Tags: Travel · Wide wonderful world
January 19th, 2008 · 2 Comments
Here you see Frank with New Zealand’s own James Watson–no, not the infamous James Watson biology Nobel but the deservedly honored (with a 2005 Ig Nobel Prize) author of a paper on Mr. Richard Buckley’s exploding trousers.
New Zealand is a lovely land full of surprises, whose only non-good surprise has been just how hard it is to get internet access even from hotels that advertise “broadband internet.”
Item: Palmerston North Coachman Hotel, where we paid for “broadband wifi” and then discovered that the signal didn’t reach as far as our room.
Item: Albany Executive Inn, just north of Auckland, which charges $4 for your first 20 Meg per day and $.15 more for every Meg on top of that level.

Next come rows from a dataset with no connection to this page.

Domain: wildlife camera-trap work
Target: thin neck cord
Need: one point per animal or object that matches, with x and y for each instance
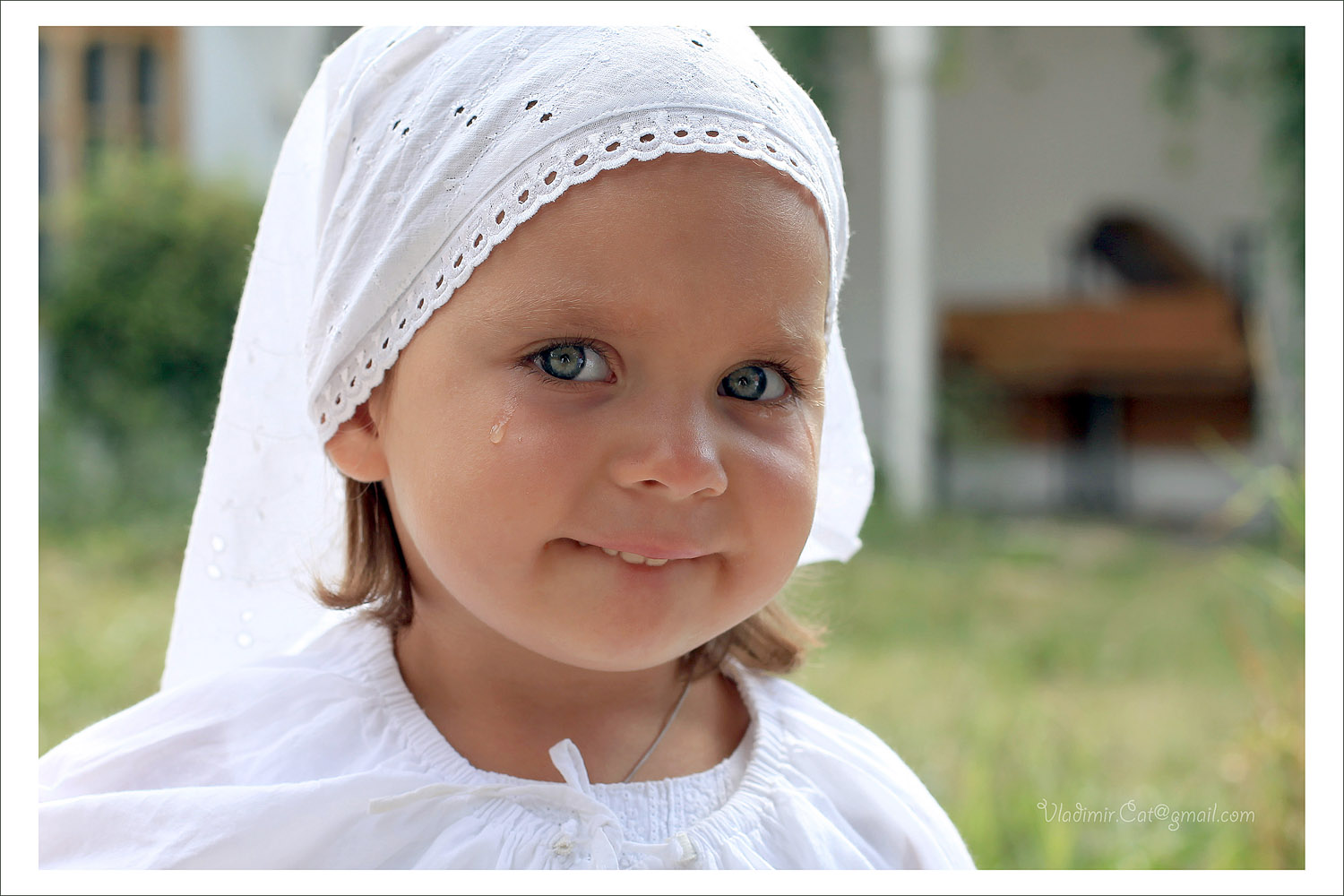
(661, 731)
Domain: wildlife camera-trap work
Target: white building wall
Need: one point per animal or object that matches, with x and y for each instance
(242, 89)
(1035, 132)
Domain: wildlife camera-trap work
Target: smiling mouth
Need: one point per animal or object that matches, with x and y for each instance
(634, 559)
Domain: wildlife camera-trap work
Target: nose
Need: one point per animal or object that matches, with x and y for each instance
(672, 452)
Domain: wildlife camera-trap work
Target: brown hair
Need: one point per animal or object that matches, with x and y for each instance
(773, 640)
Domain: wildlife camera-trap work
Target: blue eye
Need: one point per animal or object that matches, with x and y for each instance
(752, 383)
(574, 362)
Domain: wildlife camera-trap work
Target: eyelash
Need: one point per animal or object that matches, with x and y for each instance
(531, 362)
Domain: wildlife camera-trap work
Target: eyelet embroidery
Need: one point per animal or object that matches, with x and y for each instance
(572, 161)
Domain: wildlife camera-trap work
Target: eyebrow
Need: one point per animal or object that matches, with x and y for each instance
(564, 309)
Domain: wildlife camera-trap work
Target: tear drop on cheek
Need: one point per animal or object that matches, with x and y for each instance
(505, 416)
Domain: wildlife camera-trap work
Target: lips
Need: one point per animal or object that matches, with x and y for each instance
(653, 556)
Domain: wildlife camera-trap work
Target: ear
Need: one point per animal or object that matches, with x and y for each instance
(357, 447)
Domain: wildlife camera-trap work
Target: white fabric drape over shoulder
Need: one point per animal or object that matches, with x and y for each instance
(217, 774)
(413, 155)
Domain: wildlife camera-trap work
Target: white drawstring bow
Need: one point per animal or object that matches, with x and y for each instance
(593, 831)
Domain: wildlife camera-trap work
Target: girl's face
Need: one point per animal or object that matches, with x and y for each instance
(604, 447)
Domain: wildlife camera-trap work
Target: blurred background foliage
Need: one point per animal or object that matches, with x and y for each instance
(1010, 661)
(139, 287)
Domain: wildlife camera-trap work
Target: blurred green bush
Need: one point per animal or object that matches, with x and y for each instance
(139, 282)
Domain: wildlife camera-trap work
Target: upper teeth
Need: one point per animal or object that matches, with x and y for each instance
(631, 557)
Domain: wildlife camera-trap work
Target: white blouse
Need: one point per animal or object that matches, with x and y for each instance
(324, 759)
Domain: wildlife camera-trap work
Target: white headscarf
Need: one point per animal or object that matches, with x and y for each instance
(414, 153)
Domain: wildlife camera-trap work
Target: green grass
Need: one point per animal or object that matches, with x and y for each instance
(1008, 661)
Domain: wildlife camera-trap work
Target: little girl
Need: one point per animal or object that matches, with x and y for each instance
(547, 317)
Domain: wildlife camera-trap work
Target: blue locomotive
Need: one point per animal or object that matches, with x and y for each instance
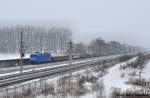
(40, 57)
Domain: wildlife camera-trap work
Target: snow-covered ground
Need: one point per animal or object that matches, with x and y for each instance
(112, 79)
(146, 71)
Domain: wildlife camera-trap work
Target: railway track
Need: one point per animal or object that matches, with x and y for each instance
(9, 80)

Heck, 20 Meg hardly covers my uploads to Flickr!
Item: Jet Park Airport Hotel south of Auckland, which offers broadband in only “deluxe” rooms, and charges an extra $26 per day if you use it.
New Zealand is not alone in the problem, of course. Our worst “yes, we have internet” story was near Poitiers in France, in a lovely chateau (it was not our nickel) where the “internet” was one computer behind the front desk, the very computer where all the chateau’s daily business was done. But if you wanted to check email, the clerk would kindly let you sit in her chair a few minutes and try to access your email through her very slow telephone modem.
Tomorrow, however, we move on to even less internet. Our hotel on the Coromandel Peninsula has “internet” in the sense that you get 20 minutes each day to check up on your email. That’s 5 minutes per Wilczek, since all four of us will be together, something I’m incredibly happy about.
So if my blog goes a bit silent next week, don’t assume that sharks got me–I’ll have lots more to tell you about once we get back online.
Tags: Frank Wilczek · Nobel · Travel · Wide wonderful world
January 19th, 2008 · 1 Comment
…we’re in NH any more!
This is what a pet food display looks like, in at least one large Auckland supermarket.
It is a big refrigerator case, in case you can’t tell, showcasing meat that people will cook and feed to their pets.
Actually, my mother also liked to cook her own dogs’ food but no local groceries offered any dog meat that wasn’t canned or dried and kibbled. Her dogs got the people food, cooked without salt or butter but often with garlic.
I bet she would enjoy the New Zealand section of heaven.
Tags: My Back Pages · Travel · Wide wonderful world
January 17th, 2008 · 2 Comments
We left Palmerston North yesterday, on a lovely blue morning, heading for Auckland and yet more physics for Frank.
I don’t really have much to say about this photo except that the gentle tranquility of this landscape was something I thought you’d like seeing.